George Balanchine (Georgiy Melitonovich Balanchivadze, 1904-1983) is revered as the co-founder (in 1948) and longtime artistic director of the New York City Ballet and the associated School of American Ballet (est. 1934), as well as the “Father of American Ballet”, and (let’s face it) choreographer of The Nutcracker, an annual NYC holiday tradition. But like most major 20th century artists, Balanchine also made his mark in popular show business as well, and was notably instrumental in enhancing the role of the choreographer in musical theatre.

Though born in St. Petersburg, Balanchine’s paternal background was Georgian. His father was an opera singer and composer, co-founder of the Tbilisi Opera and Ballet Theatre, and briefly the Culture Minister of Georgia. Balanchine was trained in dance from childhood. He defected from the newly-created Soviet Union in 1924 and moved to Paris where he joined Diaghilev’s Ballet Russes. Balanchine choreographed ballets for this important companythroughout the ’20s, collaborating with the greatest composers, visual artists and dancers of the age. After Diaghilev’s death in 1929, Balanchine worked on West End revues in London, choreographed for the Royal Danish Ballet and formed a couple of short-lived companies. He came to the U.S. in 1934.

Often with the involvement of his wife Vera Zorina, Balanchine choreographed over two dozen Broadway shows including the Ziegfeld Follies of 1936, the original productions of On Your Toes (1936), Babes in Arms (1937), The Boys from Syracuse (1938), Louisiana Purchase (1940), Cabin in the Sky (1940), and revivals of The Merry Widow (1943), The Chocolate Soldier (1947) and Where’s Charley? (1948). Hollywood movies he worked on included The Goldwyn Follies (1938), the screen version of On Your Toes (1939), Star Spangled Rhythm (1942), and Follow the Boys (1944).

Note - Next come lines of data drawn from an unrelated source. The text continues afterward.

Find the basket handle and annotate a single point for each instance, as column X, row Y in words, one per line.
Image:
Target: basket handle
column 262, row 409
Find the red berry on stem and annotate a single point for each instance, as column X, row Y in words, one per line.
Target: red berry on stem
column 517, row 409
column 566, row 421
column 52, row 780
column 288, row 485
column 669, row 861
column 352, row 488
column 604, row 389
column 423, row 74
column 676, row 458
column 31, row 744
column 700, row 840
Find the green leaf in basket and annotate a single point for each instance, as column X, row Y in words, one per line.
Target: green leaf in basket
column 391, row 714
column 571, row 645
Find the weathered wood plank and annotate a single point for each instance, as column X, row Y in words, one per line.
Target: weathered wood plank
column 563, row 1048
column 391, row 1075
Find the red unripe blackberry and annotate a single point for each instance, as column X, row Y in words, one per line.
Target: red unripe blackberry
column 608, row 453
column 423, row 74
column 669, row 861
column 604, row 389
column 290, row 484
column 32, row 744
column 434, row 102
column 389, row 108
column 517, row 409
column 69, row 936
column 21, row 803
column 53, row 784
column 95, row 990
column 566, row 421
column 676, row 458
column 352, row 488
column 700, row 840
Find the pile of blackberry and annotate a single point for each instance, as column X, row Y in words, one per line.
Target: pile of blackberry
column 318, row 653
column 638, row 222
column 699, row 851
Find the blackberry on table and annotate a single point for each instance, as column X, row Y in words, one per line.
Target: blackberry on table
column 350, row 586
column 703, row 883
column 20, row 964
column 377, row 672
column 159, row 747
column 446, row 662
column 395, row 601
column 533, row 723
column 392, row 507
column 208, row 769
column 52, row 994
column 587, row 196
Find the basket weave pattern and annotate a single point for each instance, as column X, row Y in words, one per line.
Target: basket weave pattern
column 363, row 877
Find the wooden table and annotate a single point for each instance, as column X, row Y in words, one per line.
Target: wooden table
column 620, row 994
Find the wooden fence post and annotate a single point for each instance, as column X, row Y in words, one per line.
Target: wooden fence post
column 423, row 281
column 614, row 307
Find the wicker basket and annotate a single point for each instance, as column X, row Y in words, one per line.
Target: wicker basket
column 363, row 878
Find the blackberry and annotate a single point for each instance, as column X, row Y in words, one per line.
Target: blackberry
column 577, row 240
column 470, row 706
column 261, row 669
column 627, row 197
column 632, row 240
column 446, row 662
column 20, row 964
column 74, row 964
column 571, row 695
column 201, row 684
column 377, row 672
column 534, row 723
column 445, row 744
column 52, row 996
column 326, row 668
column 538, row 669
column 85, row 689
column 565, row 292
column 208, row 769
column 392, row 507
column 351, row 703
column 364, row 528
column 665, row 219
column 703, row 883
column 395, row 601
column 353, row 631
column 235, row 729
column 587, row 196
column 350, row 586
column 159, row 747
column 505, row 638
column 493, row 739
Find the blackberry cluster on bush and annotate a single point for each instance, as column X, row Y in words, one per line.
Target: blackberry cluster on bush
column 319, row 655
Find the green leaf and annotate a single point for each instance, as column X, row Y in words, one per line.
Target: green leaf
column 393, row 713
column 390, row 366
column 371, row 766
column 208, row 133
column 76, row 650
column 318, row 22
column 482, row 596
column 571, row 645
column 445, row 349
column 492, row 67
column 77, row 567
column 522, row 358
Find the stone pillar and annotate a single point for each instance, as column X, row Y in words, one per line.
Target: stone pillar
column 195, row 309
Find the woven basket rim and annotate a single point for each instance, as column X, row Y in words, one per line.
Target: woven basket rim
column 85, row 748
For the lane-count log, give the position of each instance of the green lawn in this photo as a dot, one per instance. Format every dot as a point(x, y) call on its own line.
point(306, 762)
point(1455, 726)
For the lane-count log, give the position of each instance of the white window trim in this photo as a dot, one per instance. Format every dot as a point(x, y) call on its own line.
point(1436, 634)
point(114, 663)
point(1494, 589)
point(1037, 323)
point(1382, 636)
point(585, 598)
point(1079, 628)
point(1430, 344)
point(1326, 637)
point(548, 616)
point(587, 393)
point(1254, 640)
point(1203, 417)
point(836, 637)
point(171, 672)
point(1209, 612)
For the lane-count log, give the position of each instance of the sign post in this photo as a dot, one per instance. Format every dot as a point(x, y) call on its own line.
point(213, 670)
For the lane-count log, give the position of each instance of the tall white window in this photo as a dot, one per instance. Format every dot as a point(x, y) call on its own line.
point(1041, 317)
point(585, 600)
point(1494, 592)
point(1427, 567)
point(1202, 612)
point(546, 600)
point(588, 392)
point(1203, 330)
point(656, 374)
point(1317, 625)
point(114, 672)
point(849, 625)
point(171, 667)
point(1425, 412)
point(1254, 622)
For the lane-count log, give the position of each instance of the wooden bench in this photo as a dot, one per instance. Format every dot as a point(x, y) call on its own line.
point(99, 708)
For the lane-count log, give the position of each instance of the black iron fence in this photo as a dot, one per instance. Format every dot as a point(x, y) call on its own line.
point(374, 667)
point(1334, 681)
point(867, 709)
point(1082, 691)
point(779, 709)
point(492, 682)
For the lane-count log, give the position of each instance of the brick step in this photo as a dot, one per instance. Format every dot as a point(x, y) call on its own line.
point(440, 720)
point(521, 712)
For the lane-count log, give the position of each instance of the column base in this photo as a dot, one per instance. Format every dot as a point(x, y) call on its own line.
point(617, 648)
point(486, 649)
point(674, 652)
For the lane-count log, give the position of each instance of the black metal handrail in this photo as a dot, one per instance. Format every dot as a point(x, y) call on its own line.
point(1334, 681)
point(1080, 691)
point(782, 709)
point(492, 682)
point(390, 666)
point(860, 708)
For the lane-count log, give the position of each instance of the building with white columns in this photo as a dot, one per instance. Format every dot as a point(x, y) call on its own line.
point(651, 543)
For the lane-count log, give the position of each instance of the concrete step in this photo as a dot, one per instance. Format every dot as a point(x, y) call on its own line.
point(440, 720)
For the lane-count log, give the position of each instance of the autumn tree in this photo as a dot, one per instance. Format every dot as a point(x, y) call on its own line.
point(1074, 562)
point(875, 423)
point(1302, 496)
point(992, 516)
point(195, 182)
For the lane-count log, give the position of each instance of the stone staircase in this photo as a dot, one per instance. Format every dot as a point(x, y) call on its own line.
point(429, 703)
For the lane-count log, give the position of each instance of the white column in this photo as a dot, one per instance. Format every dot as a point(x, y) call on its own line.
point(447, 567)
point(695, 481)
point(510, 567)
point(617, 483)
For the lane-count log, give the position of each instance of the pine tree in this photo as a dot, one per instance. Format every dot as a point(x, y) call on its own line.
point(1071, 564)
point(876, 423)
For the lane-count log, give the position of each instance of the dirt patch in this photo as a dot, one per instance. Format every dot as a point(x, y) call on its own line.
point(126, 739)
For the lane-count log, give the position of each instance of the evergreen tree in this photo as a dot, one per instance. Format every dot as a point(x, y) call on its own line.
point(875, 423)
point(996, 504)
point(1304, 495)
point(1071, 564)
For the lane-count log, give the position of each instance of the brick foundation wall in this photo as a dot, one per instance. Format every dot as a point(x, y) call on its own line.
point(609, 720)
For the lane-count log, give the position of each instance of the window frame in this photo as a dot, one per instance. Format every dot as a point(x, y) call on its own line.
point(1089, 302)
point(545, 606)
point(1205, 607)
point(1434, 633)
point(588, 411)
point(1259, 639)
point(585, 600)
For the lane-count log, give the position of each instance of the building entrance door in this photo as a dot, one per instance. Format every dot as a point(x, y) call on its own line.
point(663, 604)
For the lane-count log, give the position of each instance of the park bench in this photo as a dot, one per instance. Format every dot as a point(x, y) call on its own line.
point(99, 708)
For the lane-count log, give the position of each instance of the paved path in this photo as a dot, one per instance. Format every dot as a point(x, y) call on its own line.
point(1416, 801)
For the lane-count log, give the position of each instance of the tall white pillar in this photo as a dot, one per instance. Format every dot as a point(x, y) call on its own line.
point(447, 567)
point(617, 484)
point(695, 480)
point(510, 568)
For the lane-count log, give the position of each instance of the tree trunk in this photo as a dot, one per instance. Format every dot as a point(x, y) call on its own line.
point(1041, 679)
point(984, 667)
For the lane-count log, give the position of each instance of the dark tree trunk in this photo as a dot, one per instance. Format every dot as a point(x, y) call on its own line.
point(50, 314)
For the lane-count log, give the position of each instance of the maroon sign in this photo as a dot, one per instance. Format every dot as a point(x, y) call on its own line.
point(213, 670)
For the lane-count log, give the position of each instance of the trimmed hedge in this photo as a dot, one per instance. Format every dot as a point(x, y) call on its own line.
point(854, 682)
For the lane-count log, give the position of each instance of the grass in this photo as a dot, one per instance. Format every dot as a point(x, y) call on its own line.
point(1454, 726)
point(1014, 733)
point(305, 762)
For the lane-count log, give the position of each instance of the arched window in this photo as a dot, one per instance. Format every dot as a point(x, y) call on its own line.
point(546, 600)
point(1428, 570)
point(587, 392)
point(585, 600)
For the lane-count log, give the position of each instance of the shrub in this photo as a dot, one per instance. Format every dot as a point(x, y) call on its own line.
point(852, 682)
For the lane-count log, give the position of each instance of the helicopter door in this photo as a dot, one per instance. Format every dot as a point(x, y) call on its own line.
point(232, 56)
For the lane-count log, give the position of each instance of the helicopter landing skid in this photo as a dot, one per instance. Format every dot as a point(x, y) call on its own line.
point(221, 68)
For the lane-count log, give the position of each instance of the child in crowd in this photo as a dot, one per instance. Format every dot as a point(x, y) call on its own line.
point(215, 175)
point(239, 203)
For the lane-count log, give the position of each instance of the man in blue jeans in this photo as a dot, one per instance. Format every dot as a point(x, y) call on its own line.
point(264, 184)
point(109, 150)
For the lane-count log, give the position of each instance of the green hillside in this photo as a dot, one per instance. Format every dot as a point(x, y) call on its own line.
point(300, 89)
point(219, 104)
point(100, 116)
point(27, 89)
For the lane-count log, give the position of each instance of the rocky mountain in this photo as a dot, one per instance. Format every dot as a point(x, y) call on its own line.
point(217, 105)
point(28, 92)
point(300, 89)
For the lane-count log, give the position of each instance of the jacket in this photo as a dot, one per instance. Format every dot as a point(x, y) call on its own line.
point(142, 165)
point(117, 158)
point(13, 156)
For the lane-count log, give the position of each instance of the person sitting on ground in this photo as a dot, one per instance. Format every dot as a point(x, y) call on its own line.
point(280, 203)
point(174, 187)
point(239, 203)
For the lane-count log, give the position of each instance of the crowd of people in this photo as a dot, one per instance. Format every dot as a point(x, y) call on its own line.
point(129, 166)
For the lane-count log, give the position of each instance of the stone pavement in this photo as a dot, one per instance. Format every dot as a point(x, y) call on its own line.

My wife (the more knowledgeable ballet buff in the house) informs me that he was a big fan of The Nicholas Brothers, and used to travel up to Harlem to watch them dance in night clubs.

Balanchine also staged dances for TV specials like The Seven Lively Arts (1957), an all star production of Igor Stravinsky’s The Flood (1962), and a 1967 ballet version of A Midsummer Night’s Dream with music by Mendelssohn. A new version of Noah and the Flood in 1982 was his last ballet for the stage.